If I was grading a photography student, JB Liautard would get a better grade, its the better photo; but Ross's is a better subject.
Hayduke Lives!
Respect the vote! These are two shots which bring it all together for the most average riders here (especially when you live in central europe, it´s cold,wet and dark the half of the year ^^).
The puddle shot is quite good riding, shralping into the berm an manual out in this sloppy conditions is kinda hard but it´s good fun anyway. Try that, you good-weather or only desert riders, judge afterwards.
The tabletop-one reminds me of riding in the fog and moist early in the morning before, or late after work, shredding your local trails when you have to pack your personal epic shit into the small timeframe between family, work and all the other things you have to do in life.
Well, in my opinion, these are great photos and when i watch them i start to feel them literally.
www.youtube.com/watch?v=ZbSiFk7XrDU
VOTE!!!!!!!
I come to Pinkbike to get away from politics on my news feed. As an engineer I can tell you that these photos are not as structurally sound as some of the other one’s and so I will have no part of an unsafe vote...
/s
Maybe you like the one because the rider doesn´t simply pulls his bar (check the line, see the slop, did you ever ride in conditions like this?), the other for the atmosphere or none of them for nothing. It´s your own opinion, but keep it for yourself before offending other voters.
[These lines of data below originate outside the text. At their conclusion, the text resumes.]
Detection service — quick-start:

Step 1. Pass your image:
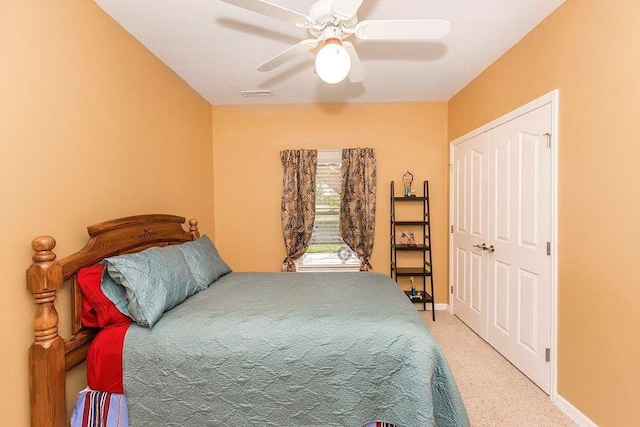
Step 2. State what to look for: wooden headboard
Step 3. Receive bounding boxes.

[27,215,200,427]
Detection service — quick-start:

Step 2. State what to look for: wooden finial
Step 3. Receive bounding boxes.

[189,218,200,237]
[31,236,56,262]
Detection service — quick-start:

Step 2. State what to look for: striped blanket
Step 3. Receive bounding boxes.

[71,389,129,427]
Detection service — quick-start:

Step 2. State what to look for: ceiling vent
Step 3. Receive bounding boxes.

[240,89,273,98]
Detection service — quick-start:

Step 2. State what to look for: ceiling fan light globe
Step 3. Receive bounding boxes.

[316,43,351,84]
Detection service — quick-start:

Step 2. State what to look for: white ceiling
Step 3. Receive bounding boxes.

[95,0,564,105]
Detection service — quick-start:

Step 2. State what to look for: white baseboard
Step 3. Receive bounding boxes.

[414,302,449,311]
[552,393,598,427]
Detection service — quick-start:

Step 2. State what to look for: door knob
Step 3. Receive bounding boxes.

[473,243,496,253]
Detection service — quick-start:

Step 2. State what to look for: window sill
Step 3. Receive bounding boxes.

[295,259,360,273]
Have you seen the size of the splash? Water doesn't just fly up and down in a milli second. A manual out of a turn requires the rider to unweight the front wheel mid to the end of the turn so his back wheel has hit the puddle more than the front, thus the water is more behind and to the side.
From higher up in the thread:
m.pinkbike.com/photo/18275852
Not stating my opinion, just trying to be "the other guys advocate" - I think nearly all of them could have deserved a win, incredible talent both of riders and of photographers here.
Fort William and the West Coast of Scotland is the wettest place in Europe. That turn is basically a hole that you turn in so 90% of the time it's a puddle. You've also not actually seen in person how fast Lachlan can ride that turn. So think before you make a stupid presumption.